Security tests are included in an automation framework and run alongside functional, performance, and other QA test suites. Executing this automation framework can be triggered manually or through additional automation (e.g., as part of pipeline tooling). When test creators who understand the software create security tests, they can uncover more specialized or more relevant defects than commercial tools might (see [ST1.4]). Security tests might be derived from typical failures of security features (see [SFD1.1]), from creative tweaks of functional and developer tests, or even from guidance provided by penetration testers on how to reproduce an issue. Tests that are performed manually or out-of-band likely will not provide timely feedback.

QA efforts include running a customized fuzzing framework against APIs critical to the organization. An API might be software that allows two applications to communicate or even software that allows a human to interact with an application (e.g., a webform). Testers could begin from scratch or use an existing fuzzing toolkit, but the necessary customization often goes beyond creating custom protocol descriptions or file format templates to giving the fuzzing framework a built-in understanding of application interfaces and business logic. Test harnesses developed explicitly for specific applications make good places to integrate fuzz testing.
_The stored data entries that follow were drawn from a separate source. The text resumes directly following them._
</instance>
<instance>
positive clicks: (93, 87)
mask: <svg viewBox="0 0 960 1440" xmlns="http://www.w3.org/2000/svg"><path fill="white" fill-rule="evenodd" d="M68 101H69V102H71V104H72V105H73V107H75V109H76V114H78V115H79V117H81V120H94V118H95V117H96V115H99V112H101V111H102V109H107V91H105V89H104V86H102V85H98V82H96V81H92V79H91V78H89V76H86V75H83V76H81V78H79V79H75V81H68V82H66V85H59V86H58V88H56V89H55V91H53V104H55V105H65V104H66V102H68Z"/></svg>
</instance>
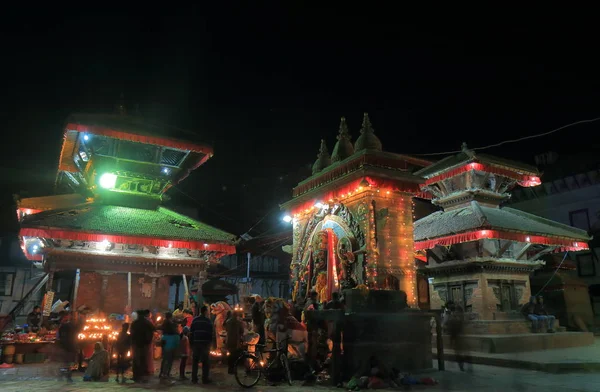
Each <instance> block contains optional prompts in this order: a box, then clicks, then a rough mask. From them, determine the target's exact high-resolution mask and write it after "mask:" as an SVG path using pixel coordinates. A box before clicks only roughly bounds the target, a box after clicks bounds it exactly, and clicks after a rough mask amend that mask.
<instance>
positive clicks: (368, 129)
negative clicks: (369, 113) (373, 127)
mask: <svg viewBox="0 0 600 392" xmlns="http://www.w3.org/2000/svg"><path fill="white" fill-rule="evenodd" d="M366 132H368V133H375V130H374V129H373V126H372V125H371V120H370V119H369V113H367V112H365V113H363V126H362V128H361V129H360V133H366Z"/></svg>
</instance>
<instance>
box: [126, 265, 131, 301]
mask: <svg viewBox="0 0 600 392" xmlns="http://www.w3.org/2000/svg"><path fill="white" fill-rule="evenodd" d="M127 306H128V307H129V309H130V310H131V272H128V273H127Z"/></svg>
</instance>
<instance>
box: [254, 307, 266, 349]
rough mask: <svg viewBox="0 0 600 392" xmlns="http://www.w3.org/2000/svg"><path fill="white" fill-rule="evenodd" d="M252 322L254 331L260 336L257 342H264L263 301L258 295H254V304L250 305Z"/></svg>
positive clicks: (264, 327)
mask: <svg viewBox="0 0 600 392" xmlns="http://www.w3.org/2000/svg"><path fill="white" fill-rule="evenodd" d="M252 324H254V329H255V331H256V333H258V335H259V336H260V340H259V341H258V343H259V344H264V343H265V311H264V302H263V300H262V298H261V297H260V296H258V295H257V296H256V297H254V304H253V305H252Z"/></svg>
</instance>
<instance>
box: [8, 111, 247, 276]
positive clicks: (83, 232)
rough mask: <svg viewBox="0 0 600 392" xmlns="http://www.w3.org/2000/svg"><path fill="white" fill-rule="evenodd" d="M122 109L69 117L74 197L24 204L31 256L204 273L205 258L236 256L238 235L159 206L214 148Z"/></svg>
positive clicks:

Use design review or architecture analysis results to direct QA test creation. For example, if the results of attempting to break a design determine that “the security of the system hinges on the transactions being atomic and not being interrupted partway through,” then torn transactions will become a primary target in adversarial testing. Adversarial tests like these can be developed according to a risk profile, with high-risk flaws at the top of the list. Security defect data shared with QA (see [ST2.4]) can help focus test creation on areas of potential vulnerability that can, in turn, help prove the existence of identified high-risk flaws.
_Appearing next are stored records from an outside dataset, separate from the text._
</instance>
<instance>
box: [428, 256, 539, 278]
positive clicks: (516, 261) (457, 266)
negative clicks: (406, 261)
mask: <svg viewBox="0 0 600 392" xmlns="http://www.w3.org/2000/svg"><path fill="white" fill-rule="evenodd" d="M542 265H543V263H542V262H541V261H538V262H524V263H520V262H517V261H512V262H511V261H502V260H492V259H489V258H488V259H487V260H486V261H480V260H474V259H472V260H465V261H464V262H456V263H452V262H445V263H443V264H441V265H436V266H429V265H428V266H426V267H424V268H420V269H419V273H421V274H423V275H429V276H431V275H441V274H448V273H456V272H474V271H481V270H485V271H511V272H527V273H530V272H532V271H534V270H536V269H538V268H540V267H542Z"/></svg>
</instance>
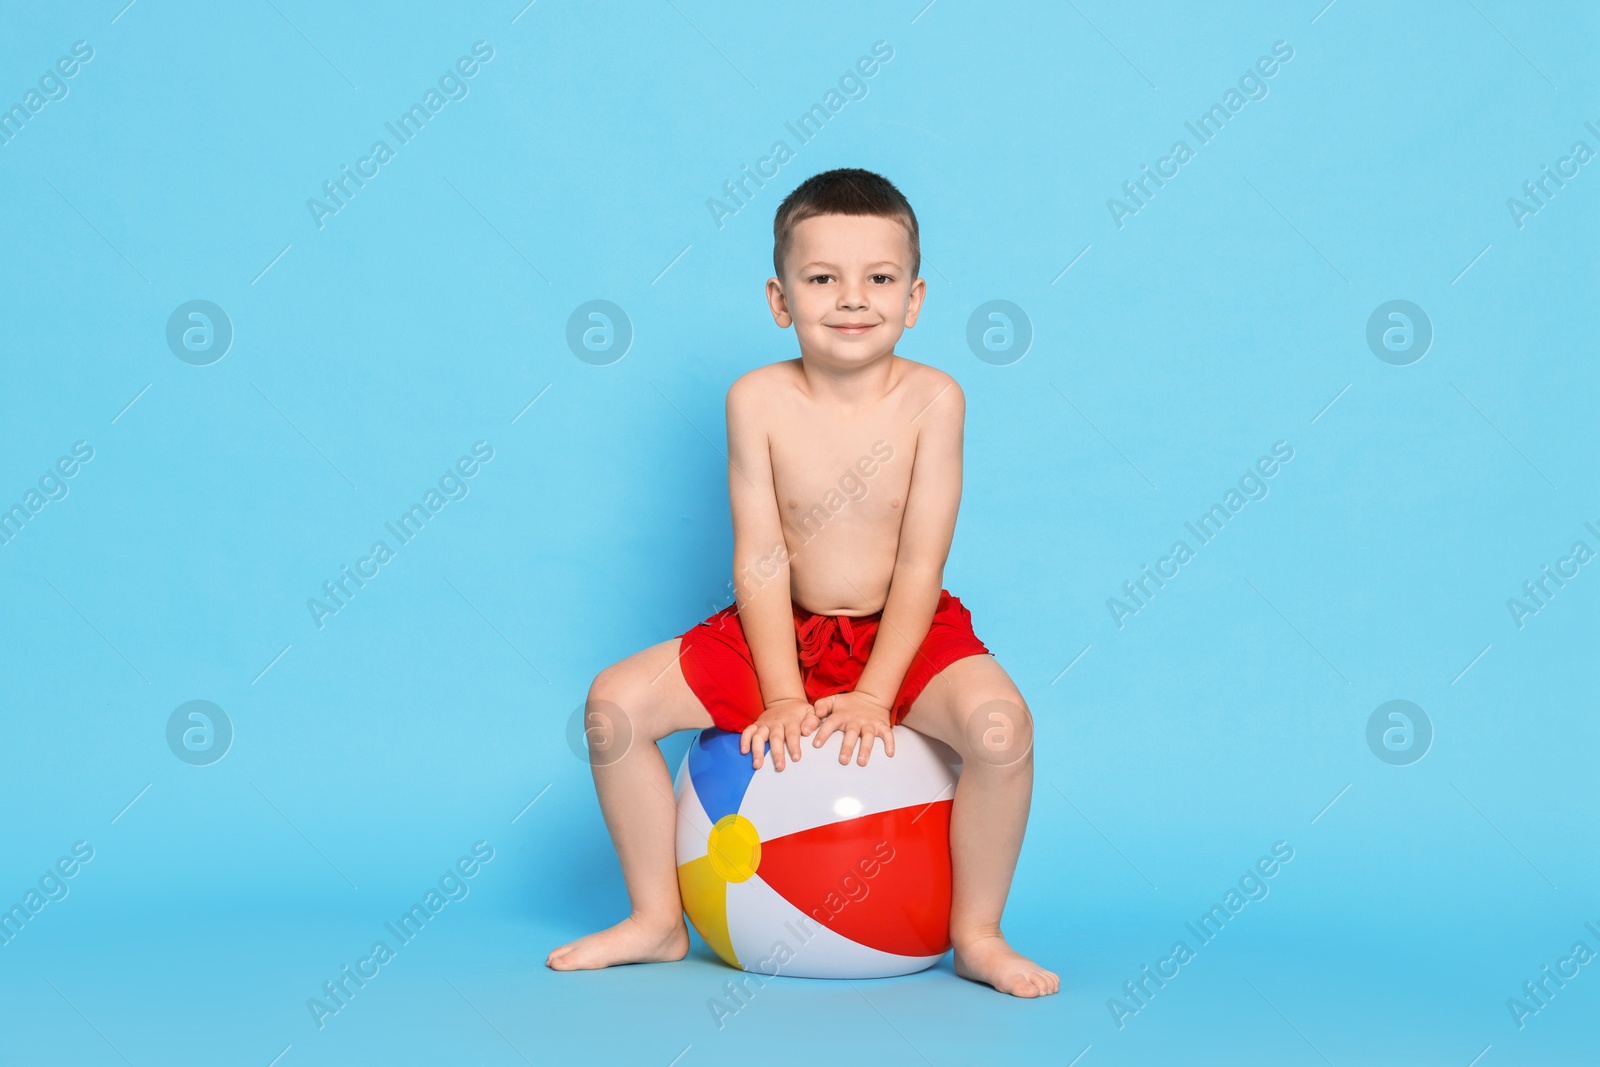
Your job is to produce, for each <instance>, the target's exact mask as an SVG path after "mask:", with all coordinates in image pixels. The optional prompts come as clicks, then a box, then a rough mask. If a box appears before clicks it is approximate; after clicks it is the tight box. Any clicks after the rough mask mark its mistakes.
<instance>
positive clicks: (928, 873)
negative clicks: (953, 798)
mask: <svg viewBox="0 0 1600 1067" xmlns="http://www.w3.org/2000/svg"><path fill="white" fill-rule="evenodd" d="M803 745H805V749H803V753H802V757H800V760H798V761H795V763H787V765H786V766H784V769H782V771H774V769H773V763H771V755H770V753H768V757H766V760H765V761H763V765H762V769H758V771H757V769H752V768H750V757H749V753H741V752H739V734H731V733H726V731H722V729H715V728H707V729H702V731H701V733H699V736H698V737H696V739H694V741H693V742H691V744H690V750H688V753H686V755H685V757H683V766H682V768H680V769H678V781H677V803H678V832H677V841H678V889H680V891H682V894H683V910H685V913H686V915H688V918H690V921H691V923H693V925H694V929H698V931H699V934H701V937H704V939H706V944H709V945H710V947H712V950H714V952H715V953H717V955H718V957H722V958H723V960H725V961H726V963H730V965H733V966H736V968H741V969H746V971H755V973H760V974H787V976H794V977H888V976H891V974H910V973H912V971H922V969H925V968H930V966H933V965H934V963H938V961H939V957H942V955H944V952H946V950H947V949H949V947H950V933H949V926H950V803H952V798H954V795H955V777H957V771H958V769H960V757H957V755H955V752H954V750H952V749H950V747H949V745H944V744H941V742H938V741H931V739H928V737H923V736H922V734H918V733H917V731H914V729H910V728H907V726H894V758H890V757H886V755H885V753H883V747H882V742H878V744H877V745H874V750H872V758H870V760H869V763H867V766H858V765H856V763H854V761H851V763H848V765H842V763H840V761H838V741H837V739H835V737H829V742H827V744H824V745H822V747H821V749H813V747H811V739H810V737H806V739H805V741H803Z"/></svg>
Testers measure the code coverage of their application security testing to identify code that isn’t being exercised and then adjust test cases to incrementally improve coverage. AST can include automated testing (see [ST2.5], [ST2.6]) and manual testing (see [ST1.1], [ST1.3]). In turn, code coverage analysis drives increased security testing depth. Coverage analysis is easier when using standard measurements, such as function coverage, line coverage, or multiple condition coverage. The point is to measure how broadly the test cases cover the security requirements, which is not the same as measuring how broadly the test cases exercise the code.

QA teams incorporate test cases based on abuse cases (see [AM2.1]) as testers move beyond verifying functionality and take on the attacker’s perspective. One way to do this is to systematically attempt to replicate incidents from the organization’s history. Abuse and misuse cases based on the attacker’s perspective can also be derived from security policies, attack intelligence, standards, and the organization’s top N attacks list (see [AM3.5]). This effort turns the corner in QA from testing features to attempting to break the software under test.

The SSG guides implementation of automation for continuous, event-driven application security testing. An event here is simply a noteworthy occurrence, such as dropping new code in a repository, a pull request, a build request, or a push to deployment. Event-driven testing implemented in pipeline automation (rather than testing only in production) typically moves the testing closer to the conditions driving the testing requirement (whether shift left toward design or shift right toward operations), repeats the testing as often as the event is triggered, and helps ensure that the right testing is executed for a given set of conditions. Success with this approach depends on the broad use of sensors (e.g., agents, bots) that monitor engineering processes, execute contextual rules, and provide telemetry to automation that initiates the specified testing whenever event conditions are met. More mature configurations typically include risk-driven conditions (e.g., size of change, provenance, function, team).